For the study, the research team showed a 20-minute film about a jail scene to students and teachers at four preschools, a method known as video-cued multifocal ethnography. In one of the sites — a working-class African American preschool in Washington, D.C. — the students started playing a game typically referred to by preschool teachers as “cops and robbers” after viewing the film.

Henward explained that while the 18 African American teachers she interviewed in D.C. told their students that they were playing cops and robbers, the teachers also acknowledged that it was more nuanced than that.

“We have kids who are disproportionately experiencing familiar incarceration," the teachers in Henward's study were quoted as saying. "We have kids whose neighborhoods have been ransacked by police presence.
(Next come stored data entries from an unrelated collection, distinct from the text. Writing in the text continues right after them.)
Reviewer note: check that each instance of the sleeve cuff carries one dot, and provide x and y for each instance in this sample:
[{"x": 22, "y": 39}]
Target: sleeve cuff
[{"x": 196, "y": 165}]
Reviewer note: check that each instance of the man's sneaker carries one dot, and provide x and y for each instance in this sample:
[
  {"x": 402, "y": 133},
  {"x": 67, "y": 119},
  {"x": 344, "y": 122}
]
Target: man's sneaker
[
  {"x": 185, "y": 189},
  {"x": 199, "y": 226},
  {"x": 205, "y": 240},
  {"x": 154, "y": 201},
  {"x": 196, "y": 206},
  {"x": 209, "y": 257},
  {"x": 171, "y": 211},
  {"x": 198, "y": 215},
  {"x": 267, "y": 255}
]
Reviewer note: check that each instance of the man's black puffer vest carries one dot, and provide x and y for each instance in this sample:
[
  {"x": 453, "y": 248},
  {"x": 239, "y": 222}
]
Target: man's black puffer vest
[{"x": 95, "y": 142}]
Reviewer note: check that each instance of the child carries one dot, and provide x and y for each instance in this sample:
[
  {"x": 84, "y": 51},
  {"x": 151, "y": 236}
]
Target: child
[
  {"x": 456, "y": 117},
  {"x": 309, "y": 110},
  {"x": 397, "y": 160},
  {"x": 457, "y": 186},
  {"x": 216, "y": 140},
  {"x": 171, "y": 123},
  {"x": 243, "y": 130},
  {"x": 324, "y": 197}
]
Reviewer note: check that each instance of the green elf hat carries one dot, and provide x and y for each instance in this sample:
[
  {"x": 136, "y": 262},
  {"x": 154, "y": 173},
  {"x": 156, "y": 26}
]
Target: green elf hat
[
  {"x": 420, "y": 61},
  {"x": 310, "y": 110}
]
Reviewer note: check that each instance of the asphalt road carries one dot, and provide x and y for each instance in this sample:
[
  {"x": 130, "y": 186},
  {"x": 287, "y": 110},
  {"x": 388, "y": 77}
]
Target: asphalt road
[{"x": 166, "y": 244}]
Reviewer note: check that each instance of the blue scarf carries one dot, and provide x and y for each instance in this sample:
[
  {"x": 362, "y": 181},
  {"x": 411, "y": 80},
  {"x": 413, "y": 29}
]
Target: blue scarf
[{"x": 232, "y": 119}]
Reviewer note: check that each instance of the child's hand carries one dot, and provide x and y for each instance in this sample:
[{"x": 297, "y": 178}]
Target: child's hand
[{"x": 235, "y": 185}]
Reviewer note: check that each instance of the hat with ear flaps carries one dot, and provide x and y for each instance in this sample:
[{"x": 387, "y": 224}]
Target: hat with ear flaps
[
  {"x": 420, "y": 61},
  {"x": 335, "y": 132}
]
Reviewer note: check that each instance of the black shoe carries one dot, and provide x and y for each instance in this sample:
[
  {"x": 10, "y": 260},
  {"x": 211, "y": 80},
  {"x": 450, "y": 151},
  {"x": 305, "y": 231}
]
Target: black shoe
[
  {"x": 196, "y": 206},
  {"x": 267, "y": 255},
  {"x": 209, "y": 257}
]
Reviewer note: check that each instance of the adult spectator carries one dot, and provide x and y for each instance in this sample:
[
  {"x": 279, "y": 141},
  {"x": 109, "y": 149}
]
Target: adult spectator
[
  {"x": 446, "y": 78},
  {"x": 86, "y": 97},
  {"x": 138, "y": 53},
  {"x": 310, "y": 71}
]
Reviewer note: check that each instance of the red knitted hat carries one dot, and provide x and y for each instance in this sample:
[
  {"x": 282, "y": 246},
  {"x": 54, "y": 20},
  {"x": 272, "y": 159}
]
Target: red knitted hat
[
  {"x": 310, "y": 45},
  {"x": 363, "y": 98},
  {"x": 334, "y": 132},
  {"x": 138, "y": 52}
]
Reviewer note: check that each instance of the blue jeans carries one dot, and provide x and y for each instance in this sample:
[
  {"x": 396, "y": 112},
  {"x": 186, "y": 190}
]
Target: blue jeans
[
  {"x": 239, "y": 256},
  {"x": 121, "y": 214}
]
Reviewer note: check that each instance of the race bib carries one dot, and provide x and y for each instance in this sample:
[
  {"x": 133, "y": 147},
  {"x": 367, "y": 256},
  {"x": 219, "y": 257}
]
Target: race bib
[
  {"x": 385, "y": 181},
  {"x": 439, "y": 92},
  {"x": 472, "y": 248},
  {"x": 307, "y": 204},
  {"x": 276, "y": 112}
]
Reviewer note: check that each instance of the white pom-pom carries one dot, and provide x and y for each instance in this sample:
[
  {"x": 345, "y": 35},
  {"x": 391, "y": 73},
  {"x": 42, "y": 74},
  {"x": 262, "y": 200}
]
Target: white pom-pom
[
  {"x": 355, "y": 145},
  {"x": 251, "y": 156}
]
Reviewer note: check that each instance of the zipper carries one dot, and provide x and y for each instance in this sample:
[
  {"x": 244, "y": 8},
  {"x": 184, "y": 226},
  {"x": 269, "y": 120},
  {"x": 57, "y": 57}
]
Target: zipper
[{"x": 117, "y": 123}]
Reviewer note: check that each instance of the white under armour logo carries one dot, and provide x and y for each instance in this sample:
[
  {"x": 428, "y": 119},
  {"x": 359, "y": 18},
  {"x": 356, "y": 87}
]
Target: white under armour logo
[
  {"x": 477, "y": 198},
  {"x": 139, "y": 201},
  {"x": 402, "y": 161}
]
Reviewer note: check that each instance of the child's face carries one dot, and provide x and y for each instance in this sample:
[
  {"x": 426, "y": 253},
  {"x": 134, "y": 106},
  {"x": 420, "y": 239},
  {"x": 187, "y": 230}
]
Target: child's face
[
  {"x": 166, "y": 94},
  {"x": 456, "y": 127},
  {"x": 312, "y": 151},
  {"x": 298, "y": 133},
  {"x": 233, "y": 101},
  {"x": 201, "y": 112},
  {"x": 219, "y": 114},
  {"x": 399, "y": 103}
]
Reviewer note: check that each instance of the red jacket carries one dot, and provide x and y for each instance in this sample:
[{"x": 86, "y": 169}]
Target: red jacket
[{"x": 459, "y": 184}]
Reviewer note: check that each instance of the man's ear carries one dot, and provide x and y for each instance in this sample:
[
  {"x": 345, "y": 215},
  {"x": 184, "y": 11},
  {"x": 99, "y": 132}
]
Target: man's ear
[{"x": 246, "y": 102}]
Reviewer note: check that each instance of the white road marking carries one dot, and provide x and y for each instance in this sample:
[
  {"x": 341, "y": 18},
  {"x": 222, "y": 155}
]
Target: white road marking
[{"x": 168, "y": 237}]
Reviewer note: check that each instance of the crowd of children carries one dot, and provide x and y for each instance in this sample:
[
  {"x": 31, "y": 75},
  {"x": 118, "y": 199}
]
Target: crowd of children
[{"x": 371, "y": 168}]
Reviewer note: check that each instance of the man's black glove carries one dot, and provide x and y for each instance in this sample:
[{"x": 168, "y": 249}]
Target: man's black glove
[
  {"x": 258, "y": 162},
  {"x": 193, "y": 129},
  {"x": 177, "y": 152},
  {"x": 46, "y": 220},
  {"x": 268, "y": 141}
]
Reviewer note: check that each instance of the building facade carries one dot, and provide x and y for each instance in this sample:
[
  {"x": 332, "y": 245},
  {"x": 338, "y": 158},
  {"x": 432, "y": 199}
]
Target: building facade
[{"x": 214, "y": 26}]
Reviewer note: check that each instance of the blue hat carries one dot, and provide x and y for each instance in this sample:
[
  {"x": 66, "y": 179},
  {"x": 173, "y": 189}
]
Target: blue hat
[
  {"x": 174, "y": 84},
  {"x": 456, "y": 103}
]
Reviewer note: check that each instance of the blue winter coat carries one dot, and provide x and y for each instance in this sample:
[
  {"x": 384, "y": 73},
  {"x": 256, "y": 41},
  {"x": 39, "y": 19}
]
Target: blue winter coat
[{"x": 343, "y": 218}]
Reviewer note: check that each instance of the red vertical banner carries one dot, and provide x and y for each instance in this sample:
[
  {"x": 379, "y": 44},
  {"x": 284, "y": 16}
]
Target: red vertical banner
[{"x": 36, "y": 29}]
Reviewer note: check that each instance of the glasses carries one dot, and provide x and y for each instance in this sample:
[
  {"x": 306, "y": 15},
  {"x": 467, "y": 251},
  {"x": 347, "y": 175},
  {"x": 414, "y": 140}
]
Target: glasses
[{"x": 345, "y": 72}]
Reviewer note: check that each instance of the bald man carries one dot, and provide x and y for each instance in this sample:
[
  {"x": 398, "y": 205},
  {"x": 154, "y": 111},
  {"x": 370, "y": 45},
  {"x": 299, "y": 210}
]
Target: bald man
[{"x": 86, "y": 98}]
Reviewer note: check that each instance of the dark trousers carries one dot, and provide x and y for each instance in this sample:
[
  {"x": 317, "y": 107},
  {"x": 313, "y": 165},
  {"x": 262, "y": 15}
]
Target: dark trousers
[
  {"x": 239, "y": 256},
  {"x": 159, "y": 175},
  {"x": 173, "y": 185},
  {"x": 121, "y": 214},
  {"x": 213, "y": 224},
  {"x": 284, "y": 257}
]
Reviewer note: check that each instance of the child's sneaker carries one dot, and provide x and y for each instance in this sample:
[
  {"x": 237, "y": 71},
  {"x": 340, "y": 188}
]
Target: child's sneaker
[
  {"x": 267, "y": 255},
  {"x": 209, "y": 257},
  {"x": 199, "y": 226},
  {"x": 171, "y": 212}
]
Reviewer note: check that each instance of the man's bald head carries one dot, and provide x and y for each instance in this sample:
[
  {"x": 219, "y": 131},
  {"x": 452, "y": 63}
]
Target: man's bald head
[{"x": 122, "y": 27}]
In play, children act out and take in ideas that they see.”

Those teachers, according to Henward, spoke about the play reflecting structural racism.
 
“That conflict is between what they are supposed to do as ECE professionals and what these teachers have to deal with as Black women in a racist society,” Henward said.

Henward praised Head Start, citing that the federal program has an unparalleled background and has had phenomenal success. “But one of the concerns, sometimes, is that the cultural communities I study don’t always have representation in what the curriculums are going to be,” Henward said.

Henward also mentioned the idea that anti-racism is either too adult or not appropriate for children. “But our research on racial socialization and our research on how parents interact with children, particularly children of color, show that parents of color have to start talking to children about racism to help them make sense of their everyday lives,” she said.

Research has shown that Black students want teachers who look like them, and Henward thinks that is important. “But we also need the white teachers and the white policymakers, and everybody who is working around this, to have a critical consciousness too, and to understand that they don’t know what they don’t know,” Henward said.